Gas Payer and Cost Model
The transaction payer prepays gas up to the limit set in EvmHookCall.gasLimit. Hooks have a lower intrinsic gas cost than a standard ContractCall (configurable via hooks.evm.intrinsicGasCost, default 1000). In addition to the gas required to execute the hook’s logic, the base CryptoTransfer fee still applies. The hook receives the gas cost in HookContext.gasCost and can refund some or all of it to msg.sender if desired.
Call Order
When a TransferTransaction invokes multiple hooks, the network executes them in a strict order:
-
All
pre_tx_allowance_hook calls in the HBAR transfer list, in the order they appear.
-
For each token transfer list:
- Fungible tokens: all
pre_tx_allowance_hook calls in the transfers list, in order.
- Non-fungible tokens: all
pre_tx_sender_allowance_hook and pre_tx_receiver_allowance_hook calls in the NFT transfers list, in order. When both sender and receiver hooks exist on the same NFT transfer, the sender hook executes first.
-
All
pre_post_tx_allowance_hook calls (the allowPre part) in the HBAR transfer list, in order.
-
For each token transfer list: all
pre_post_tx_allowance_hook calls (the allowPre part), following the same fungible/NFT ordering as step 2.
-
Main transfer logic executes.
-
All
pre_post hooks from steps 3 and 4, in the same order they were previously executed, now calling the allowPost method.
Unsupported Contexts
Hook executions are not supported in batch and scheduled transactions (though hook creations are supported in both).

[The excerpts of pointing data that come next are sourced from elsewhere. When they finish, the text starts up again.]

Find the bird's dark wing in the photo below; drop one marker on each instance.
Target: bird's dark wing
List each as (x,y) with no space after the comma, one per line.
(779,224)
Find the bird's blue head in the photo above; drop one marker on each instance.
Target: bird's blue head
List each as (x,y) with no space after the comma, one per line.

Hook executions also restrict certain EVM opcodes:
CALLCODE always fails with INVALID_OPERATION
DELEGATECALL always fails with INVALID_OPERATION unless done in the facade contract of a native entity
SELFDESTRUCT always fails with INVALID_OPERATION if done in the frame with address 0x16d
Limits
- Child records: Child records generated by hook calls are capped at 50 per transaction (
consensus.handle.maxFollowingRecords=50)
Rent and Storage Costs
An entity’s storage footprint — and therefore its rent — grows with the number of hooks it has and the total storage slots those hooks use. The network tracks two summary values per entity:
- The number of hooks the entity has
- The total number of storage slots used by the entity’s EVM hooks
Rent scales linearly with both values. While rent is not yet enabled on Hedera mainnet, hooks are designed to integrate seamlessly when it is.
Hooks vs Smart Contracts
| Feature | Hooks | Smart Contracts |
|---|
| Primary Use | Inline validation for native services | Full on-chain applications |
| Trigger | By reference in a transaction (e.g., CryptoTransfer) | Explicit ContractCall |
| Execution Context | 0x16d with owner privileges | Contract address |
| State Updates | HookStoreTransaction (low overhead) | Full contract execution |
| Ownership | Single owner, directly updatable | Multi-party, code-governed |
| Storage Model | Hook-scoped storage (entity + hook ID) | Contract-scoped storage |
| Cost | Lower (reduced intrinsic gas + HAPI fee gating) | Higher |
| Supported Contexts | Not in batch or scheduled transactions | All transaction types |
Mirror Node REST APIs
Mirror nodes expose hook and storage data via two REST endpoints:
- Hooks API:
GET /api/v1/accounts/{idOrAliasOrEvmAddress}/hooks — Returns all hooks for an account, with filtering by hook.id, pagination, and sort order.
- Hook Storage API:
GET /api/v1/accounts/{idOrAliasOrEvmAddress}/hooks/{hook_id}/storage — Returns the current or historical storage state for a specific hook, with filtering by key and timestamp.
See the HIP-1195 specification for full response formats and query parameters.